## Multivariate Statistical Analysis

Instead of considering the intensity distribution at each individual mass value separately, as is the case in univariate statistical analysis, multivariate statistical analysis techniques allow consideration of n mass distributions in n-dimensional space simultaneously. Whereas it is relatively easy to visualize two- or even three-dimensional scatter plots obtained by plotting the intensity distributions at two or three mass values simultaneously, direct visualisation of distributions in higher dimensional space is, of course, impossible. However, as long as the higher dimensional space is metric, calculation of distances between points obeys the same metric laws as calculation of distances in two- or three-dimensional space. Therefore, consider the situation shown in Figure 28, where each of the two points represents the result of a measurement involving the same three parameters, x, y, and z. In terms of Py-MS data, this would correspond to two mass spectra containing masses x, y, and z with the ion intensities for those particular masses plotted along the corresponding axes. Since the values found for each of these parameters are different in the two measurements, the points occupy different positions in three-dimensional space. Obviously, the more different the values measured, the farther apart are the points, and viae versa. Thus, the distance between the points is a numerical expression of the degree of similarity between the multiparameter measurements .

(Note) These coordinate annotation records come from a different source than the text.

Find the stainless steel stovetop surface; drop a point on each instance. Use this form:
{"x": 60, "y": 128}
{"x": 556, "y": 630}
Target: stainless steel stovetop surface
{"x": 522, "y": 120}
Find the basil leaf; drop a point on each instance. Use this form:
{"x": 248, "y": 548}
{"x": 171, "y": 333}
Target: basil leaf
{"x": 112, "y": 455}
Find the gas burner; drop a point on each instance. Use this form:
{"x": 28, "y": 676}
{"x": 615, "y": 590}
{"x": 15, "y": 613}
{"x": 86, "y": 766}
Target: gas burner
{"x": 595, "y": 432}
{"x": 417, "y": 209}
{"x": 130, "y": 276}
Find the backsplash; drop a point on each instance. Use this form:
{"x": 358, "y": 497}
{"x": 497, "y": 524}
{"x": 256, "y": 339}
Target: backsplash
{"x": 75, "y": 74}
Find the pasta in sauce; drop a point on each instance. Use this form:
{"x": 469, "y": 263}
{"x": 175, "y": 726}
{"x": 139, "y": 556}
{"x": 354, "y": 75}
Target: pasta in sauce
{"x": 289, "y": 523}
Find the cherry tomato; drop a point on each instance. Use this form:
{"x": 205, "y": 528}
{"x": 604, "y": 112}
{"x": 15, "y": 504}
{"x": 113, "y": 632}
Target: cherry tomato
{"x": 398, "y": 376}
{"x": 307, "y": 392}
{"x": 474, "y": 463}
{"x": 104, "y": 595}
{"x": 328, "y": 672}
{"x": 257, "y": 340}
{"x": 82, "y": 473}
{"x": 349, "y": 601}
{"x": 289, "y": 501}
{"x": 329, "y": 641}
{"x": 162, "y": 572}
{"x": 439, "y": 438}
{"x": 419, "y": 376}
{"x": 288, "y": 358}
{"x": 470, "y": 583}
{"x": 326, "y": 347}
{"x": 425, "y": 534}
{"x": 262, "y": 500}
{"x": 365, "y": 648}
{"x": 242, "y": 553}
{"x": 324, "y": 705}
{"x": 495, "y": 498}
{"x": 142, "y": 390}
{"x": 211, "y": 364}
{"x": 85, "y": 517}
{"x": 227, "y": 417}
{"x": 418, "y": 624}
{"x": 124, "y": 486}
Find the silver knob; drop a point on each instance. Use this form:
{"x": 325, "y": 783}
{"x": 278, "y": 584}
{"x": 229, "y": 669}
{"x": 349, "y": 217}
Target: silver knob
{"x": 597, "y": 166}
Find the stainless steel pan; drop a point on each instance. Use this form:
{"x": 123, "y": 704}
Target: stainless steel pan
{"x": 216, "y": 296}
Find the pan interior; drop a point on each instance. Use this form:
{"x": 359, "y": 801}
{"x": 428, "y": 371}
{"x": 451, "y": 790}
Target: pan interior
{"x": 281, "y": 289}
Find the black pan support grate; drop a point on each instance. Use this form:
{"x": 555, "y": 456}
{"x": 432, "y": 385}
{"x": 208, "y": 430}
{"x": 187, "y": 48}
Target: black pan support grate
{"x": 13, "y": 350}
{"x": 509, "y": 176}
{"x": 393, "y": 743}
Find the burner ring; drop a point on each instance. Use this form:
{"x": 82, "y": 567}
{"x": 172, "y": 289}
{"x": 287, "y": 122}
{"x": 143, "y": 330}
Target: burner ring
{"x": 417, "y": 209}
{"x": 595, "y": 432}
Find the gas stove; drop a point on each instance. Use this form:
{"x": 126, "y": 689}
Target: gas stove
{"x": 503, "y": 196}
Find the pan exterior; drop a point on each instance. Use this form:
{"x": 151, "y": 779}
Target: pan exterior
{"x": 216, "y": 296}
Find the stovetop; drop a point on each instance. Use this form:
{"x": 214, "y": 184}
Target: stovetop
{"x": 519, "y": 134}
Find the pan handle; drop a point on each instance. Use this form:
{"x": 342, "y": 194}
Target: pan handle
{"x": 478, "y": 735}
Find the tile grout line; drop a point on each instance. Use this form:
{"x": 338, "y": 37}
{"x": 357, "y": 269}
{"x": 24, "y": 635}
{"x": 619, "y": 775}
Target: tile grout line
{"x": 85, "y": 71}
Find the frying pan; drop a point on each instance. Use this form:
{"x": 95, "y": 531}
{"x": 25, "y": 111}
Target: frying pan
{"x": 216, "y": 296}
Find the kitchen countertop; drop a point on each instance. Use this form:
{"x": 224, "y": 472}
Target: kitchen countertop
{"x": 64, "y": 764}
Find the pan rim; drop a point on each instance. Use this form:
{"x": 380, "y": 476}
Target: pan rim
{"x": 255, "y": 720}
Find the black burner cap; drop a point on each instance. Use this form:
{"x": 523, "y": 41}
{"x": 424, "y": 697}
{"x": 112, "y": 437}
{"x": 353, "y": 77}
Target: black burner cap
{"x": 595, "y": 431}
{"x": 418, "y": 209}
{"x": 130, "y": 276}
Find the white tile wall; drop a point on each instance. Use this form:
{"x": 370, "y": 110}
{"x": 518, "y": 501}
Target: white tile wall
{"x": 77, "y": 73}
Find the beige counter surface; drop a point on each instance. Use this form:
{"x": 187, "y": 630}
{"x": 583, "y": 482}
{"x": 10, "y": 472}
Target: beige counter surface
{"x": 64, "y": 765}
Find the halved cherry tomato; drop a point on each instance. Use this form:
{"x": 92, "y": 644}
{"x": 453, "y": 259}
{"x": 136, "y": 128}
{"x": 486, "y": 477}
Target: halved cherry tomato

The most direct way of measuring the distance between the points is to calculate the distance along a straight line through both points, the so-called Euclidean distance. A seemingly more complicated way of measuring the distance is to sum the distance when taking the shortest route from one point to another only following lines parallel to one of the three axes, the so-called city block distance (see Figure 28). The attractive property of this distance measurement is that is involves only simple additions and subtractions. Frequently, quadratic and other non-linear functions (e.g. correlation coefficients, standard deviations, chi squared coefficients or generalized Mahalanobis distances) are used to derive distance values (ref. 132). All of these functions are generally referred to as "similarity coefficients".